New Arctic shipping lanes to open by 2050: research

“Exciting from an economic development point of view and worrisome in terms of safety”


This map from research paper called

This map from research paper called “New Trans-Arctic shipping routes navigable by midcentury” shows the possibilities for Arctic transits.

Diminished Arctic sea ice means the Northwest Passage and the central Arctic Ocean will open to more shipping by 2050 — and along with that comes a host of potential problems, suggests a new research study of Arctic shipping from 2040 to 2059.

“The development is both exciting from an economic development point of view and worrisome in terms of safety, both for the Arctic environment and for the ships themselves,” said researcher Laurence C. Smith, a professor of geography at UCLA and co-author of a paper that appears in the March issue of the journal Proceedings of the National Academy of Sciences Plus.

The opening of the Northwest Passage, in particular, could also open “two chronic, long-standing debates over the status of international shipping,” his paper notes.

These are Canada’s sovereignty over the Northwest Passage and the ratification of the United Nations Convention on the Law of the Sea by the United States.

This convention defines the rights and responsibilities of nations in the use of the world’s oceans, establishing guidelines for businesses, the environment, and the management of marine natural resources.
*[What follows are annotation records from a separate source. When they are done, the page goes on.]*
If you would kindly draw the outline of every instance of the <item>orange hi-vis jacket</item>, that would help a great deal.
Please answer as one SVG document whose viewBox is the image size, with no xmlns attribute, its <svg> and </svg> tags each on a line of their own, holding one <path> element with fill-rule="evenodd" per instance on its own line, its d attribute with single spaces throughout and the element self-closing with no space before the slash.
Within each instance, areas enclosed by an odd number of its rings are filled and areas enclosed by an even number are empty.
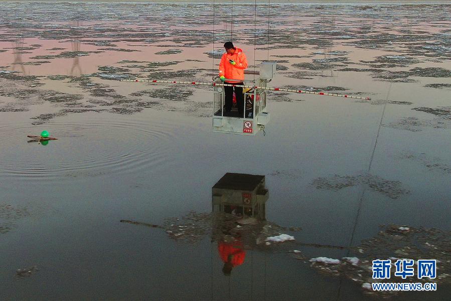
<svg viewBox="0 0 451 301">
<path fill-rule="evenodd" d="M 218 243 L 218 250 L 222 261 L 230 262 L 234 267 L 244 263 L 246 251 L 239 240 L 230 243 L 220 241 Z"/>
<path fill-rule="evenodd" d="M 229 60 L 235 61 L 232 65 Z M 247 59 L 243 50 L 236 47 L 235 53 L 230 55 L 227 52 L 222 55 L 219 63 L 219 76 L 225 76 L 226 82 L 239 82 L 244 80 L 244 69 L 247 68 Z M 234 80 L 227 80 L 233 79 Z"/>
</svg>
To date, 162 countries and the European Union have joined the convention — but not the U.S.

Smith’s research provides the first assessment of trans-Arctic shipping as global temperatures continue to rise.
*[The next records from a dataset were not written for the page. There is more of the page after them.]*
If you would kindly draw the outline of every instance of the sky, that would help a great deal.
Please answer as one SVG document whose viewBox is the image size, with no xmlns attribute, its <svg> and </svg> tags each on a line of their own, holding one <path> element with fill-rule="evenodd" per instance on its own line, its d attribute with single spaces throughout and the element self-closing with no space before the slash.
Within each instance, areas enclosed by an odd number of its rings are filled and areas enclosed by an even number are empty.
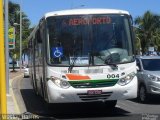
<svg viewBox="0 0 160 120">
<path fill-rule="evenodd" d="M 147 10 L 160 15 L 160 0 L 10 0 L 22 3 L 22 11 L 31 21 L 31 26 L 38 24 L 46 13 L 74 8 L 111 8 L 127 10 L 133 19 L 142 16 Z M 83 6 L 83 7 L 82 7 Z"/>
</svg>

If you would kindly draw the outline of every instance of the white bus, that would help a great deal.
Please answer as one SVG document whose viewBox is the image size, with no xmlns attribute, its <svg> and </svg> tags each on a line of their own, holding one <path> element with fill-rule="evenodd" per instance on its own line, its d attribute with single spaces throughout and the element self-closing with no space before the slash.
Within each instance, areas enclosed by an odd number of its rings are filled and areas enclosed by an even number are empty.
<svg viewBox="0 0 160 120">
<path fill-rule="evenodd" d="M 29 37 L 30 76 L 48 103 L 109 103 L 137 97 L 132 18 L 127 11 L 46 13 Z"/>
</svg>

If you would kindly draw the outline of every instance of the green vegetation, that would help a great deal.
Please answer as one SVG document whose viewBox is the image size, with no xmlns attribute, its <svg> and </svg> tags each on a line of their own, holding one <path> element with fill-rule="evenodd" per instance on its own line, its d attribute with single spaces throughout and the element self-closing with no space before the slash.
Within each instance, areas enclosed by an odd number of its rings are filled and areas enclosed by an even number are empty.
<svg viewBox="0 0 160 120">
<path fill-rule="evenodd" d="M 9 27 L 14 26 L 14 23 L 20 23 L 20 6 L 19 4 L 13 3 L 9 1 Z M 33 28 L 30 28 L 30 20 L 27 15 L 22 11 L 22 54 L 27 54 L 27 46 L 28 46 L 28 36 L 30 35 Z M 19 51 L 20 51 L 20 26 L 15 27 L 15 37 L 16 37 L 16 47 L 14 50 L 10 50 L 9 54 L 13 58 L 13 55 L 16 54 L 19 59 Z"/>
<path fill-rule="evenodd" d="M 19 4 L 9 1 L 9 25 L 14 26 L 14 23 L 20 23 L 20 6 Z M 22 12 L 22 54 L 27 54 L 27 38 L 33 28 L 30 28 L 30 20 L 27 15 Z M 148 47 L 155 47 L 160 51 L 160 15 L 146 11 L 144 15 L 135 18 L 135 37 L 136 51 L 139 54 L 140 50 L 145 53 Z M 17 55 L 19 59 L 19 42 L 20 42 L 20 27 L 16 28 L 16 48 L 10 50 L 10 56 Z"/>
</svg>

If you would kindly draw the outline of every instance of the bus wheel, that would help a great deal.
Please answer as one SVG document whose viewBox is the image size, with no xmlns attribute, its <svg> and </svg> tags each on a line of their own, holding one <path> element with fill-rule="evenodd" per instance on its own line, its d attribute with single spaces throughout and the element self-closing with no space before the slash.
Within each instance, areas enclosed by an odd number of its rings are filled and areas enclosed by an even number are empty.
<svg viewBox="0 0 160 120">
<path fill-rule="evenodd" d="M 139 87 L 138 99 L 142 103 L 145 103 L 148 101 L 148 94 L 147 94 L 146 87 L 144 85 L 141 85 Z"/>
<path fill-rule="evenodd" d="M 117 104 L 117 100 L 105 101 L 105 107 L 109 109 L 115 108 L 116 104 Z"/>
</svg>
Using climate forecasts for the years 2040 to 2059, it explores accessibility during the Arctic’s most navigable month of the year, September.

The research suggests that, by 2050, changing sea ice conditions will allow common open-water ships to cross the Arctic along the Northern Sea Route over the Russian Federation, new routes for moderately ice-strengthened ships over the North Pole, and new routes through the Northwest Passage for both vessel classes.

As well, the Arctic ice sheet is expected to thin to the point that polar icebreakers will be able to navigate between the Pacific and Atlantic oceans by making “a straight shot over the North Pole.”

“Nobody’s ever talked about shipping over the top of the North Pole,” Smith said in a UCLA news release. “This is an entirely unexpected possibility.”

As for the Northwest Passage, it’s now navigable only one out of seven years, on average, making it too unreliable to be a viable option for commercial shippers, the researchers said.

But, by 2050, sea ice in the Northwest Passage will melt in September to the point that it is accessible every other year on average.

Choosing whether to ship through the Northwest Passage, instead of taking another route, “will become a coin toss,” Smith said

The predictions, however, do not foresee access to the Northwest Passage beyond late summer.

“This will never be a year-round operation,” Smith said.

Sea ice isn’t only obstacle for shipping.

Although sea ice currently represents “the single greatest obstacle to trans-Arctic shipping,” numerous additional factors, including “lack of services and infrastructure, high insurance and escort fees, unknown competitive response of the Suez and Panama Canals, poor charts, and other socioeconomic considerations,” will continue to “signifcant impediments to maritime activity in the region,” the study said.

The future of the Arctic also concerned Smith in his book, The World in 2050, which looked at what kind of home awaits Arctic people in 2050.

Within 40 years, the High Arctic is likely to resemble Nevada, “a landscape nearly empty but with fast growing towns fueled by a narrow range of industries,” he said.